Britain’s Industrial Revolution signaled a renaissance for the country, and though the coal mines have since been reclaimed by nature, the enterprising population remains to create contrast between the rugged countryside and the ever-growing cities. Wales remains brittle and brutal enough to be real, and diverse enough to keep even the most seasoned travelers intrigued.

Wales is mostly a color scheme of green and grey. Rays of golden sunshine peek through brooding, dark clouds, focusing a spotlight on the hills of Brecon Beacon National Park where wild Welsh mountain ponies stride along. Though the country is compact, it packs in so much natural beauty. There are many pockets that feel remote and unchanged. Mountains soar into the endless skies and rivers run through magical valleys. There are many golf courses to explore too, but the challenge is to not be distracted by the unbelievable views.

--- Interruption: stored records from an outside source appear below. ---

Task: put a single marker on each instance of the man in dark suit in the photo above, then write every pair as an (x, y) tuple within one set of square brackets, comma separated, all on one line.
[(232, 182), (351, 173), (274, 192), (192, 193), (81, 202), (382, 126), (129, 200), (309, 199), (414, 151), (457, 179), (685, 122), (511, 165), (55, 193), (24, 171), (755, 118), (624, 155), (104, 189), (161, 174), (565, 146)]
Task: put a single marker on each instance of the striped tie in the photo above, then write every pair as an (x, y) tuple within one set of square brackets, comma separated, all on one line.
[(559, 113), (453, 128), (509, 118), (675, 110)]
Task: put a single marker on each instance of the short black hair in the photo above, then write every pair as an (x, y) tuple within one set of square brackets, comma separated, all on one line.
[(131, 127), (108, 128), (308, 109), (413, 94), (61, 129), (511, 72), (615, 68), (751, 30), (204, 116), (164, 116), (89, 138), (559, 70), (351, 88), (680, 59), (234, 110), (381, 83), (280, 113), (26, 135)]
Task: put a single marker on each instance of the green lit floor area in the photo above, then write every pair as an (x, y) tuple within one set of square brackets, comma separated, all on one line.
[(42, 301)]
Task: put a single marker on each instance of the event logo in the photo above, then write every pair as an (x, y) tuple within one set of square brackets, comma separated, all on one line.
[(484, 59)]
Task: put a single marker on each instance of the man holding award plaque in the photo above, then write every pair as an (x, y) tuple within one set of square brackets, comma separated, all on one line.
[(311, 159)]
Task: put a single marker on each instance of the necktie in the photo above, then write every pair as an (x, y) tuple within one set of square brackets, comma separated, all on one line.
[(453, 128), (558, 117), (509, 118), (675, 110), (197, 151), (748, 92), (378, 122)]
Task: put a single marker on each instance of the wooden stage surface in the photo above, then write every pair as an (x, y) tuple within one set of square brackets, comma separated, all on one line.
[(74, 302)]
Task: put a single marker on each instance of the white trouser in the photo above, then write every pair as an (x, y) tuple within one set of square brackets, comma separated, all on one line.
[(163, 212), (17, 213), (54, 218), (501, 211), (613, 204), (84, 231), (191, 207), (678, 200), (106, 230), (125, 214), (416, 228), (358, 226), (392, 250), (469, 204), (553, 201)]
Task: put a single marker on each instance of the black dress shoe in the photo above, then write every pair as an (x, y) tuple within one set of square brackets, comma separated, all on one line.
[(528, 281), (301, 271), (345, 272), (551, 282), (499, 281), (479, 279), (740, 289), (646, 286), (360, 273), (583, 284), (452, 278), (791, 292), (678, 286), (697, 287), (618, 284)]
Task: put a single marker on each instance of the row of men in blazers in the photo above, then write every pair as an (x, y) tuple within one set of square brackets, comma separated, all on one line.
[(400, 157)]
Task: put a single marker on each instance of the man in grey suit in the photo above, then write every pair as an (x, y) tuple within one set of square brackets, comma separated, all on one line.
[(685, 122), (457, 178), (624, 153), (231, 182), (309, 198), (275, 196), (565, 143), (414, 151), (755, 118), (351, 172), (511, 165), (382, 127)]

Nearly-pristine medieval castles trace back to the Middle Ages, sitting like sentinels strewn about the rugged countryside. Some lie in elegant ruin, while busy streets have been built around others. Step into a fairytale at the 13th century Beaumaris Castle with its spiral towers and stone passageways. Embrace the serenity of the cathedral in St. David’s where the Welsh patron saint is buried. Go even further back in time by visiting one of the many stone circles that mysteriously dot the land. Similar to the world-renowned Stonehenge, these formations stretch back thousands of years and are a reminder of the ancient cultures that thrived here.

Splash along the chilly surf that crashes into battered, windswept shores. The Wales Coast Path goes along the country’s entire length. Gower’s Rhossili beach is one of the most beautiful with soft sand backed by rolling, verdant hills. Take a boat trip around the small islands to see basking sharks, orcas, dolphins, and whales that call these waters home. Puffin Island is home to a large sea bird colony and grey seals lay on its rocky shores.

Carpets of flowers, towering cliffs, and endless beaches are ready to be explored in Anglesey. Savor fresh seafood pulled from the sea or wander through farmers markets. Ride the heritage track that starts at the harbor of Porthmadog and winds along through Snowdonia National Park. Climb to the top of Snowdon for beautiful views across the sea to Ireland. Trek through the network of trails, admiring the glassy lakes and craggy peaks.